Не утерпел. Храпит, а над ним висит тот самый Лермонтов из «Огонька», в бурке,
который висел над моей койкой, когда мы жили вместе. Я думал, Филипп юморил тогда
про такую мечту, а оказалось – всерьёз. Спит больной, бледный, с раскрытым ртом. В
лагере он жил лучше. Не может он приспособиться к вольной жизни. Тринадцать лет
сидел. На всём готовом – звучит кощунственно, но это правда: накормят, напоят, без
работы не оставят, спать уложат, поднимут, в бане помоют, переоденут, на вшивость
проверят, прививки сделают от всех болезней. Не надо тебе ни о чем заботиться,
хлопотать, суетиться, всё, что надо, дадут, а что лишнее, заберут, – вот так, наверное,
будут жить при коммунизме. Отмирает в лагере никому не нужная инициатива, и
потом, на воле, человек не может никаким боком приткнуться к сутолоке, когда всё
надо доставать, покупать, приносить, варить, жарить, парить.
А вдруг и у меня так будет?
Вернулись с Сашенькой в больницу, я угнетенно молчал, а Бондарь улыбался
непонятной своей улыбочкой. «Неужели так трудно помочь Пульникову?» – сказал я
мрачно. Трудно. Прикрепили к нему санитарку, чтобы она убирала, в магазин сходила,
что-то постирала, а он стал к ней приставать. Скандал. Редко трезвый бывает, может на
операцию не прийти, вот как сейчас. Главврач уже на пределе терпения…
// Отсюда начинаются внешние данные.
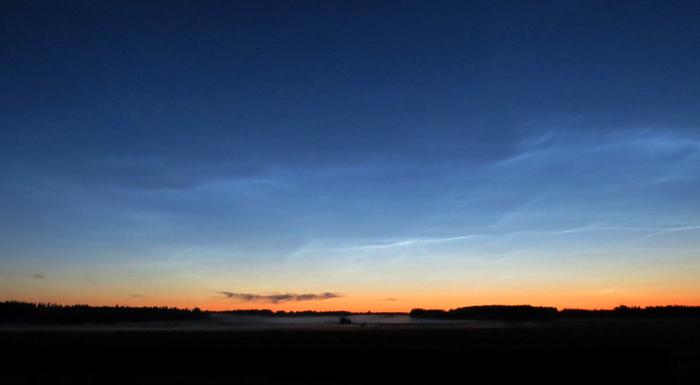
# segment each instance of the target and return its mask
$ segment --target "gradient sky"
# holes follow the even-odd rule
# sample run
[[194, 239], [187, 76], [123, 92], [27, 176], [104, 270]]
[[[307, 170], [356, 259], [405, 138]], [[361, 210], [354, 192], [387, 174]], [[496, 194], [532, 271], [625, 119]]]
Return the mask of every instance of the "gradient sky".
[[0, 2], [0, 299], [700, 305], [700, 2]]

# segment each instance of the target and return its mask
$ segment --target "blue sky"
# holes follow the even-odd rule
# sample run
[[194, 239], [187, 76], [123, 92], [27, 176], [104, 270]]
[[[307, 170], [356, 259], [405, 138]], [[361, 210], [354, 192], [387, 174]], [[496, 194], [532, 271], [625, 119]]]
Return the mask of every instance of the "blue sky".
[[700, 303], [695, 2], [0, 11], [6, 299]]

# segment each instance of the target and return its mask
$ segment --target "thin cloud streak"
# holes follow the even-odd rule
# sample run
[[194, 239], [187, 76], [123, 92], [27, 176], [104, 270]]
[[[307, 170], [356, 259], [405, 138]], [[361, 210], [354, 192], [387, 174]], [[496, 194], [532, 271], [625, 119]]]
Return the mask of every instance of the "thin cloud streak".
[[624, 227], [624, 226], [601, 226], [601, 227], [594, 227], [594, 226], [587, 226], [587, 227], [578, 227], [578, 228], [573, 228], [573, 229], [567, 229], [567, 230], [558, 230], [558, 231], [553, 231], [552, 234], [574, 234], [574, 233], [584, 233], [584, 232], [596, 232], [596, 231], [655, 231], [658, 230], [656, 228], [650, 228], [650, 227]]
[[486, 234], [468, 234], [460, 235], [456, 237], [446, 237], [446, 238], [417, 238], [417, 239], [406, 239], [403, 241], [397, 241], [392, 243], [378, 243], [363, 246], [352, 246], [339, 249], [338, 251], [353, 251], [353, 250], [378, 250], [378, 249], [390, 249], [394, 247], [405, 247], [405, 246], [420, 246], [427, 244], [445, 243], [453, 241], [461, 241], [465, 239], [481, 238], [486, 237]]
[[[549, 235], [568, 235], [568, 234], [578, 234], [587, 232], [651, 232], [651, 234], [646, 234], [642, 238], [659, 236], [672, 232], [679, 231], [694, 231], [700, 230], [700, 226], [682, 226], [682, 227], [671, 227], [671, 228], [658, 228], [658, 227], [634, 227], [634, 226], [583, 226], [576, 228], [569, 228], [564, 230], [520, 230], [520, 231], [508, 231], [503, 233], [492, 233], [492, 234], [467, 234], [454, 237], [444, 237], [444, 238], [411, 238], [404, 239], [400, 241], [390, 242], [390, 243], [375, 243], [360, 246], [350, 246], [344, 248], [333, 249], [332, 251], [371, 251], [371, 250], [382, 250], [382, 249], [392, 249], [392, 248], [402, 248], [402, 247], [414, 247], [421, 245], [430, 244], [441, 244], [448, 242], [455, 242], [467, 239], [476, 238], [492, 238], [492, 237], [508, 237], [514, 235], [526, 235], [526, 234], [549, 234]], [[303, 251], [297, 251], [295, 254], [303, 254]]]
[[664, 235], [668, 233], [677, 233], [679, 231], [696, 231], [700, 230], [700, 226], [680, 226], [680, 227], [670, 227], [667, 229], [659, 230], [655, 233], [645, 235], [644, 238], [657, 237], [659, 235]]

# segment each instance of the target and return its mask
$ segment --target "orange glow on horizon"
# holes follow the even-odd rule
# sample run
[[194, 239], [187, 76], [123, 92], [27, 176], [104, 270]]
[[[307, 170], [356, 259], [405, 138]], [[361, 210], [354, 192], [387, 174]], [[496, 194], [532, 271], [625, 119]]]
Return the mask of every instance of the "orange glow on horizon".
[[478, 305], [532, 305], [532, 306], [552, 306], [558, 309], [612, 309], [616, 306], [700, 306], [699, 295], [670, 295], [657, 294], [646, 296], [604, 296], [604, 297], [568, 297], [556, 298], [552, 295], [546, 296], [526, 296], [513, 295], [510, 298], [491, 296], [420, 296], [406, 299], [377, 299], [363, 297], [340, 297], [323, 301], [298, 301], [298, 302], [241, 302], [222, 298], [197, 299], [190, 298], [166, 298], [166, 297], [142, 297], [142, 298], [78, 298], [74, 296], [66, 297], [39, 297], [39, 296], [17, 296], [14, 298], [3, 298], [2, 300], [18, 300], [27, 302], [51, 302], [63, 305], [86, 304], [91, 306], [166, 306], [178, 308], [195, 308], [208, 311], [224, 310], [247, 310], [247, 309], [269, 309], [272, 311], [350, 311], [357, 313], [373, 312], [396, 312], [405, 313], [411, 309], [443, 309], [449, 310], [464, 306]]

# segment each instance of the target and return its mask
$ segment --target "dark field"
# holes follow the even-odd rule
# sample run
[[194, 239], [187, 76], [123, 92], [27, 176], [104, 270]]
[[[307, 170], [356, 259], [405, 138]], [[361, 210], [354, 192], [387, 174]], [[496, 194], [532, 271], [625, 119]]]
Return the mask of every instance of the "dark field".
[[700, 383], [697, 320], [6, 329], [2, 383]]

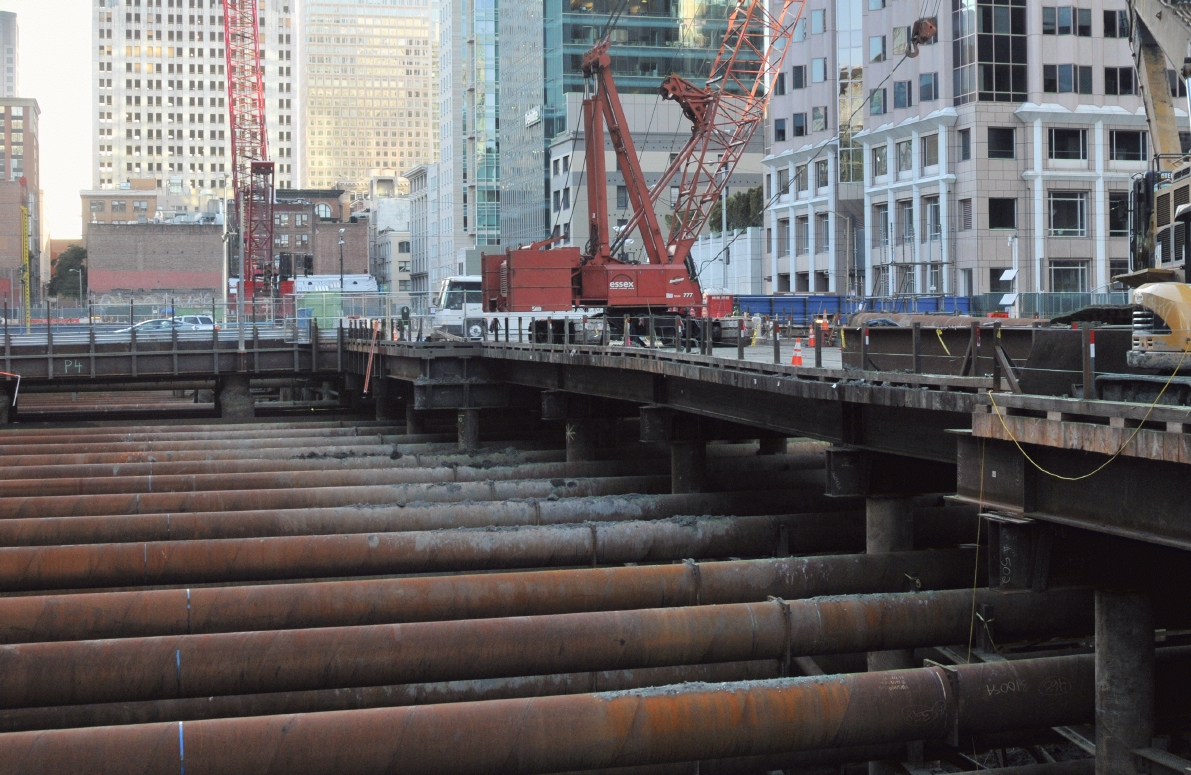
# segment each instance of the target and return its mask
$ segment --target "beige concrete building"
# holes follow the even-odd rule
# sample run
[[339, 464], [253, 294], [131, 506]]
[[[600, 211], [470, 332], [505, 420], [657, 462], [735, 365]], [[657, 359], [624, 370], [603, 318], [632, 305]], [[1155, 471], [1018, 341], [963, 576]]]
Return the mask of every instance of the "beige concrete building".
[[[40, 114], [37, 100], [0, 98], [0, 297], [10, 307], [20, 303], [26, 255], [34, 302], [49, 281], [50, 259], [41, 249]], [[27, 242], [22, 241], [25, 218]]]
[[426, 0], [304, 0], [305, 185], [359, 198], [372, 170], [438, 159], [438, 39]]
[[770, 109], [767, 289], [1108, 290], [1149, 157], [1124, 6], [957, 0], [907, 58], [916, 14], [807, 4]]
[[91, 224], [87, 284], [93, 294], [223, 297], [223, 226]]

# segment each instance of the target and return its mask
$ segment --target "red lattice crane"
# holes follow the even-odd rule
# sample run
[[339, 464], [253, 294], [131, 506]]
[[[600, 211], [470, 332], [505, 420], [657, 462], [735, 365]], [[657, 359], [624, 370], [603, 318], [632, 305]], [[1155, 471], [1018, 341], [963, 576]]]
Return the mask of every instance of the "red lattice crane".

Конвоиру сказали, занят я буду часа два, не меньше, и он сел лясы точить с
дежурной медсестрой. Мы управились раньше. Бондарь взялся заполнять
операционный журнал, а мы с Сашенькой вышли на веранду, там никого не было, и
уже сумерки. Где-то лаяла собака, как в деревне. Пробежала девочка в светлом
платьице. Женский голос позвал: «Андре-ей! Андрю-уша!» Тянуло острой свежестью
вечерней тайги, тонко веяло цветами какими-то, кустами сибирскими, багульником,
может быть, не знаю. Ужасная была тоска, сесть бы и плакать прямо вот здесь. От
несчастья Филиппа. И от счастья, что мы стоим вдвоем с Сашенькой. Молодой месяц
висел над самой сопкой. Покой был над Ольгиным логом, и не верилось, что есть
преступления, лагеря, разлука, – есть только любовь. Темнела драконом хребтина
сопки, а рядом стояла Саша, и всё было мирно, тихо и хорошо, не требовались никакие
слова. Глаза ее смотрят мимо меня, и улыбка зажата в губах, как иголка, сейчас она
возьмет ее тонкими пальцами и пришьет меня к себе. Точеный ее подбородок то
вправо, то влево, так и звал прикоснуться и ласковым усилием легонько повернуть к
себе. Она уставилась на мою пуговицу, боясь глянуть выше, чтобы не разрушить
хрупкую стенку между нами, она еще есть пока и нужна, иначе не знаю, что будет, –
схвачу ее, и полетим мы к молодому месяцу. Прибежит автоматчик, и будет лупить с
колена очередями по звездам.
«Я каждый день жду вечера, не могу дождаться, когда начнется прием в
амбулатории». И вдруг она сказала: «Я тоже». – И подняла взгляд чуть повыше, но я
никак не мог заглянуть ей в глаза, я даже присел, но она быстро глянула в сторону –
хватит тебе улыбки моей. Она меня понимает и дразнит, видит, у нее получается, ой,
как лихо у неё получается. «Я тоже», – сказала она. Знать бы мне, что это значит.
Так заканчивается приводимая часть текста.